Rating: 2.5 stars]
Will The House Bunny finally be the movie that makes Anna Faris a star? I’ve watched this young actress with interest since she did a spot-on Cameron Diaz impression in Lost in Translation, waiting for her to catch fire. Since then, she’s been a fixture in that moronic Scary Movie franchise (playing the clueless blonde in distress) and had supporting parts in second rate comedies like Just Friends and My Super Ex-Girlfriend. But she hasn’t had a major breakthrough.

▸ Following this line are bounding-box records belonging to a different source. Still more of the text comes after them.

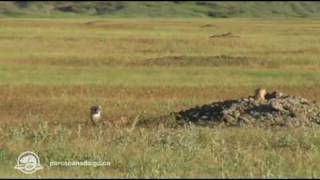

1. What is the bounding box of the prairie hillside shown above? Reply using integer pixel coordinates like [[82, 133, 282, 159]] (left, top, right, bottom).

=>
[[0, 12, 320, 178], [0, 1, 320, 18]]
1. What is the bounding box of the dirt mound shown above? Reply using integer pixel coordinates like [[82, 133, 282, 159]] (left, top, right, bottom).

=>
[[174, 92, 320, 126]]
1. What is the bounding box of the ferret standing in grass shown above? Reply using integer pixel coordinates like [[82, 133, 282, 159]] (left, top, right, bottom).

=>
[[255, 88, 267, 101], [90, 106, 102, 125]]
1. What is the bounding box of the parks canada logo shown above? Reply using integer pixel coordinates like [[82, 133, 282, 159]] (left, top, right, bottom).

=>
[[14, 151, 43, 174]]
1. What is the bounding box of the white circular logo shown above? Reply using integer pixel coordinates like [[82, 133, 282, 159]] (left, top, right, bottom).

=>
[[14, 151, 43, 174]]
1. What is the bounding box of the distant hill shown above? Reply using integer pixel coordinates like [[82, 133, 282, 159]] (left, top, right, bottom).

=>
[[0, 1, 320, 18]]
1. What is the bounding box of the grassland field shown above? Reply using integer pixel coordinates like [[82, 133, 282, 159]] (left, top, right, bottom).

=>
[[0, 18, 320, 178]]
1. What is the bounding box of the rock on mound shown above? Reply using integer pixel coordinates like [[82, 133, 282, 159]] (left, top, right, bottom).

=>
[[175, 92, 320, 126]]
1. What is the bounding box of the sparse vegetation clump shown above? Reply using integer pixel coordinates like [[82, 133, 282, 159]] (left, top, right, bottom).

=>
[[176, 89, 320, 126]]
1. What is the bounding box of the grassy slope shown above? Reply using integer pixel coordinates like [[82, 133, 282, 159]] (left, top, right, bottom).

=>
[[0, 18, 320, 177], [0, 1, 320, 17]]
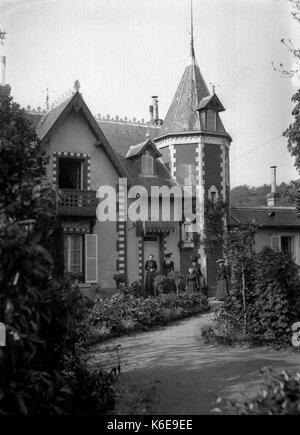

If The House Bunny becomes even a middling hit, it’ll be because of Faris, who is adorable, game for anything, and has pitch-perfect comic timing. She’s a natural.
Here, she plays orphan-turned-Playboy Bunny Shelley Darlington, who luxuriates in the stable sense of home that the Playboy Mansion provides. All that is taken away when she receives a note from Hef telling her to vacate the premises—at 27, she is no longer the D-cup of the month.
Like Reese Witherspoon’s Elle Woods in Legally Blonde, Faris’s Darlington is unfailingly sunny and naively optimistic in the face of any setback. Undaunted by her predicament, she wanders onto a college campus and ends up as the House Mother for a sorority of misfits and nerds.
Everything you expect to happen does: First, Shelley gives the girls makeovers and teaches them how to flirt with boys. Then, she meets a nice scholarly young man (Colin Hanks), who doesn’t fall for any of her sex kitten tricks. Finally, everyone learns life lessons about the value of inner beauty.
Hanks is an appealing romantic lead, although he doesn’t display the star power of daddy Tom. As the sorority sisters, Katherine McPhee of American Idol fame and Rumor Willis (Demi and Bruce's daughter) are cute, but forgettable. Standouts include Kat Dennings as the house punk and Emma Stone—who’s having a heckuva week (she’s the best thing in The Rocker)—as the house’s brainy, loquacious head sister.
But it’s Faris’s show. She has a recurring joke—as a mnemonic device when learning new names, Shelley repeats the name in a demonic Linda Blair voice—that works every time. Just when you think she’s milked the joke one time too many, she makes you crack up again. Now that’s a star.